Atlantic puffin diet reflects haddock and redfish abundance in the Gulf of Maine

Katelyn M. Depot*, Lauren C. Scopel, Stephen W. Kress, Paula Shannon, Antony W. Diamond, Kyle H. Elliott

*Corresponding author:

ABSTRACT: Ecosystem-based fisheries management, which considers the interactions between fisheries, target species, and the physical and biological components of ecosystems, is necessary to ensure that directed fisheries avoid adverse impacts to ecosystems over the long term. The successful implementation of ecosystem-based fisheries management requires an understanding of predator–prey relationships and ways to operationalize such relationships to inform fisheries management. Here, we investigate if the diet of a generalist predator, Atlantic puffin Fratercula arctica, can be used as an indicator of the abundance of 2 commercially exploited prey species (haddock Melanogrammus aeglefinus,and Acadian redfish Sebastes fasciatus) in the Gulf of Maine. Because haddock and redfish eaten by puffins are juveniles (age 0), there is potential to use their proportions and lengths in puffin diet to better understand the processes influencing haddock and redfish recruitment.

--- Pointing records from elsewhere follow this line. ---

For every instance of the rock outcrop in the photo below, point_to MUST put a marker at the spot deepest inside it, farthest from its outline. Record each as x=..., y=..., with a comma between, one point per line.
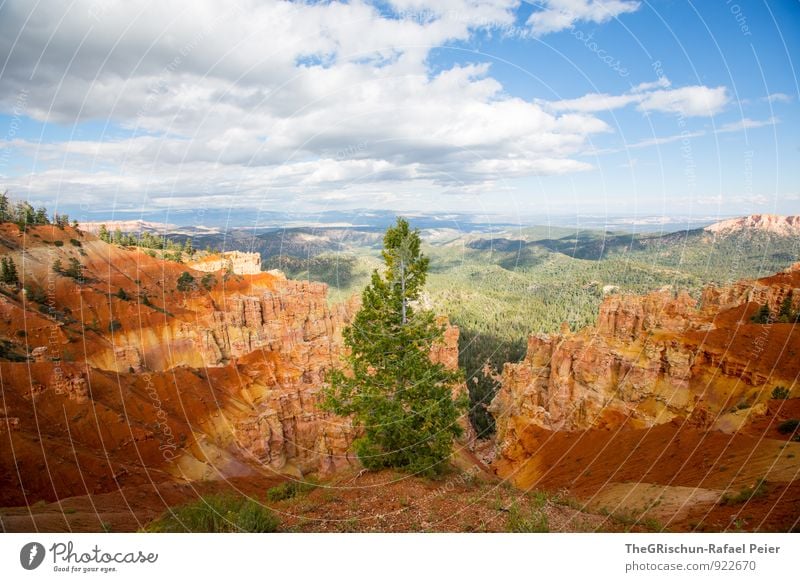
x=771, y=223
x=654, y=359
x=237, y=262
x=154, y=381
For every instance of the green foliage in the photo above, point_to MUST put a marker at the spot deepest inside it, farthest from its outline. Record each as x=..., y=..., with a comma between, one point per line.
x=208, y=281
x=746, y=494
x=780, y=393
x=763, y=315
x=399, y=398
x=35, y=293
x=289, y=489
x=8, y=271
x=786, y=314
x=74, y=269
x=534, y=520
x=186, y=282
x=789, y=426
x=337, y=270
x=217, y=514
x=21, y=213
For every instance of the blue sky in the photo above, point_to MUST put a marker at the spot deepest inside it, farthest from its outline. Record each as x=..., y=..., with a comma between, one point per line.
x=518, y=108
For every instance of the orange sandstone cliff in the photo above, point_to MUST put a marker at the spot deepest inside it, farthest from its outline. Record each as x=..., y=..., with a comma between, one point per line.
x=118, y=379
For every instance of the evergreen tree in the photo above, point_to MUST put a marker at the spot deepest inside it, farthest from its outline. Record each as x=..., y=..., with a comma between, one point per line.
x=763, y=315
x=186, y=283
x=9, y=271
x=41, y=216
x=5, y=207
x=398, y=397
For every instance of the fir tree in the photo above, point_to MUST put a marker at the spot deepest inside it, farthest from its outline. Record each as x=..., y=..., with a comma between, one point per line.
x=8, y=271
x=398, y=397
x=5, y=207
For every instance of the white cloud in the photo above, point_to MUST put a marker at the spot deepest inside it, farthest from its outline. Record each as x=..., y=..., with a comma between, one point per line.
x=270, y=100
x=695, y=100
x=747, y=123
x=778, y=98
x=558, y=15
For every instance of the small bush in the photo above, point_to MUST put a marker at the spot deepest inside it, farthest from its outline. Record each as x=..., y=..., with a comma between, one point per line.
x=208, y=281
x=534, y=521
x=217, y=514
x=186, y=283
x=746, y=494
x=789, y=426
x=780, y=393
x=35, y=294
x=289, y=489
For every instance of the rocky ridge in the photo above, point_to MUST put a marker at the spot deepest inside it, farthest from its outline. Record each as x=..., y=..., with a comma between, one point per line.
x=654, y=359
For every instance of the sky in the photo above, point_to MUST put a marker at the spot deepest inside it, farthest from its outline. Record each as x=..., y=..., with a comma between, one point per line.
x=110, y=109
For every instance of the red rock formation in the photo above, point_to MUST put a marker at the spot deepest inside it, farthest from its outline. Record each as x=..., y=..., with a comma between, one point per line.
x=652, y=359
x=237, y=262
x=134, y=381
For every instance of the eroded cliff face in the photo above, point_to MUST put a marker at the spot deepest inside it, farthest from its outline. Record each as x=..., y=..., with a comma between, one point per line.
x=237, y=262
x=146, y=382
x=654, y=359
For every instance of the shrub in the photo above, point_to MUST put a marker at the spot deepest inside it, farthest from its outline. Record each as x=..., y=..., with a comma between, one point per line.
x=186, y=283
x=289, y=489
x=396, y=394
x=746, y=494
x=780, y=393
x=35, y=294
x=208, y=281
x=217, y=514
x=533, y=521
x=763, y=315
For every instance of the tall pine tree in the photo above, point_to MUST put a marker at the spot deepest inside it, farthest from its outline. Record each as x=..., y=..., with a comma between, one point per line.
x=400, y=400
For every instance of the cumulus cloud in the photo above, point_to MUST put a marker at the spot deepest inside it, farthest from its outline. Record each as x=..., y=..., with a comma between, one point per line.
x=557, y=15
x=778, y=98
x=263, y=100
x=691, y=101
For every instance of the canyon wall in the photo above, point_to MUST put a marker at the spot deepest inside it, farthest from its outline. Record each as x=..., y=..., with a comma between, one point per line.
x=654, y=359
x=237, y=262
x=148, y=382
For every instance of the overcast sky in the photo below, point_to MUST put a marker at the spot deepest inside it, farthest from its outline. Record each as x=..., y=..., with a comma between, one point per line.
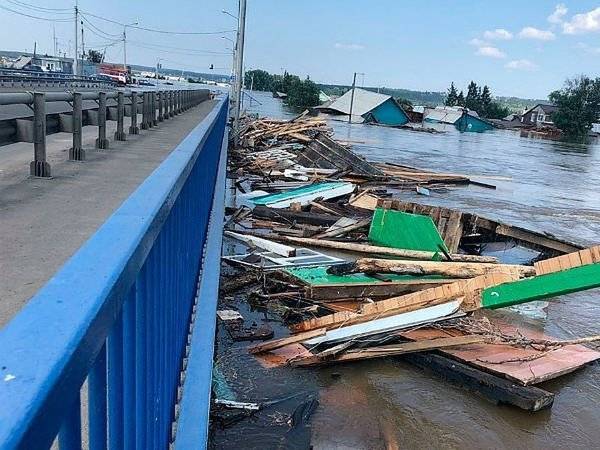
x=520, y=48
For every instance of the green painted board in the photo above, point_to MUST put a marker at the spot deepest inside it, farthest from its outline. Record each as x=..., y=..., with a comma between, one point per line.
x=397, y=229
x=297, y=192
x=542, y=286
x=318, y=276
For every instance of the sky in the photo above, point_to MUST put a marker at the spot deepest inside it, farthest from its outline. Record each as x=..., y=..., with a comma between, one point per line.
x=519, y=48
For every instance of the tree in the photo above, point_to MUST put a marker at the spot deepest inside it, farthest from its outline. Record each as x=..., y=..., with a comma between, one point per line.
x=452, y=98
x=94, y=56
x=460, y=100
x=485, y=100
x=472, y=101
x=259, y=80
x=578, y=105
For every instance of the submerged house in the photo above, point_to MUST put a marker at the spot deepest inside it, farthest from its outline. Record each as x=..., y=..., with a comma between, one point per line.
x=367, y=106
x=539, y=115
x=461, y=118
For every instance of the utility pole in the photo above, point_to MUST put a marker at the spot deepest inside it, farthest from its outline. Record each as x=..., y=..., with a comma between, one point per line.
x=82, y=48
x=76, y=37
x=239, y=65
x=352, y=98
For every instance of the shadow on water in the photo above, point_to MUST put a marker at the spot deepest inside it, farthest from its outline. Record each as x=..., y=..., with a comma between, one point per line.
x=544, y=185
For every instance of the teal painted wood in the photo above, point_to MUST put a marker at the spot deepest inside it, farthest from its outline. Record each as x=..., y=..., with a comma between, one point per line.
x=469, y=123
x=541, y=287
x=389, y=113
x=149, y=250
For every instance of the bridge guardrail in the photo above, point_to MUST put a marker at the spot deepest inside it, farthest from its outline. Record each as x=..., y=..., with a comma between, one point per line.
x=119, y=312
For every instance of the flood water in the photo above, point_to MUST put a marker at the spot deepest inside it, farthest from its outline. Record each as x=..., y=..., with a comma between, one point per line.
x=542, y=185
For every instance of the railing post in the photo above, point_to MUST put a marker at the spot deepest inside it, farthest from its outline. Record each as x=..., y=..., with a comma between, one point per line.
x=39, y=167
x=144, y=110
x=101, y=141
x=161, y=103
x=154, y=106
x=133, y=129
x=77, y=153
x=120, y=133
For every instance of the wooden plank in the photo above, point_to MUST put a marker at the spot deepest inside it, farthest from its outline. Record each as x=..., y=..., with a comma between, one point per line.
x=492, y=387
x=384, y=351
x=278, y=343
x=496, y=358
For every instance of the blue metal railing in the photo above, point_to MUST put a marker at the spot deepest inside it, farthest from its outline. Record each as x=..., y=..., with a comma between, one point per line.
x=118, y=315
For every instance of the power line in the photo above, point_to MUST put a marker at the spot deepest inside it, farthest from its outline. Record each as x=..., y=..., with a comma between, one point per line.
x=190, y=50
x=154, y=30
x=41, y=8
x=34, y=17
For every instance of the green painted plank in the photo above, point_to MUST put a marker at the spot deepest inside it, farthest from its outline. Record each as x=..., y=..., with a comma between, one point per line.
x=542, y=286
x=318, y=276
x=285, y=195
x=397, y=229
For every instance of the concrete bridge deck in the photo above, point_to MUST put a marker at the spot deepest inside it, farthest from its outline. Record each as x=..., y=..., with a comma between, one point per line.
x=44, y=221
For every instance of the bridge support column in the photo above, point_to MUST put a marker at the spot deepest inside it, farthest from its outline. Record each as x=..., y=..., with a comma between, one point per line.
x=133, y=129
x=39, y=167
x=161, y=105
x=154, y=107
x=120, y=133
x=77, y=153
x=144, y=110
x=101, y=141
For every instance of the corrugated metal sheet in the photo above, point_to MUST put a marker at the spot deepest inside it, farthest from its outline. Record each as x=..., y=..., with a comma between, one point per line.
x=364, y=101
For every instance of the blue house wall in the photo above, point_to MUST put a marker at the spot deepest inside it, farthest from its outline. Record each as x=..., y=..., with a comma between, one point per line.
x=389, y=113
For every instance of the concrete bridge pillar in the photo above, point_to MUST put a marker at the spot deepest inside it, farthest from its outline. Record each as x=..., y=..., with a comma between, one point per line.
x=154, y=107
x=133, y=129
x=120, y=133
x=101, y=141
x=77, y=153
x=39, y=167
x=161, y=103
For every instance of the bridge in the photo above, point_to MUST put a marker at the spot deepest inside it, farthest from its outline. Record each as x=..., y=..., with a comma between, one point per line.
x=110, y=269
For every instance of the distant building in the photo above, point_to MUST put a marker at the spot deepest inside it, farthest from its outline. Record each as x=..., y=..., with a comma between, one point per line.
x=47, y=63
x=462, y=118
x=369, y=107
x=539, y=115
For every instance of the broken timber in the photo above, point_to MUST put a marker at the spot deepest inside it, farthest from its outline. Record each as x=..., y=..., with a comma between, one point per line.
x=376, y=250
x=416, y=268
x=488, y=230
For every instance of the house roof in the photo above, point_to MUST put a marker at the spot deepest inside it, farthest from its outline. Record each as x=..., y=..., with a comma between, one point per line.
x=364, y=102
x=548, y=109
x=447, y=114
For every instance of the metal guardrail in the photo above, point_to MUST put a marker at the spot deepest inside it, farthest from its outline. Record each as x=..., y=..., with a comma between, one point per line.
x=118, y=315
x=166, y=103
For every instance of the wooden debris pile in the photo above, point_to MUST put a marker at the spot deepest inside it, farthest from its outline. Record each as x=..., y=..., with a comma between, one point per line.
x=358, y=275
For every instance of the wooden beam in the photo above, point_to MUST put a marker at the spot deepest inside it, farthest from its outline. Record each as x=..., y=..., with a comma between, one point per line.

By using principal component analysis to develop measures of diet across multiple puffin colonies, we show both spatial variation and large-scale patterns in the proportions and lengths of haddock and redfish in puffin diet. Spawning stock biomass was a strong predictor of haddock proportion in puffin diet and a moderate predictor of redfish proportion; however, proportions in puffin diet did not predict age 1 recruitment, suggesting that variation in recruitment is caused by processes that occur after the puffin breeding season and affect the survival of older juveniles. Haddock length on one colony was a moderate predictor of age 1 recruitment. We conclude that puffin diet can be used as an indicator of haddock and redfish abundance.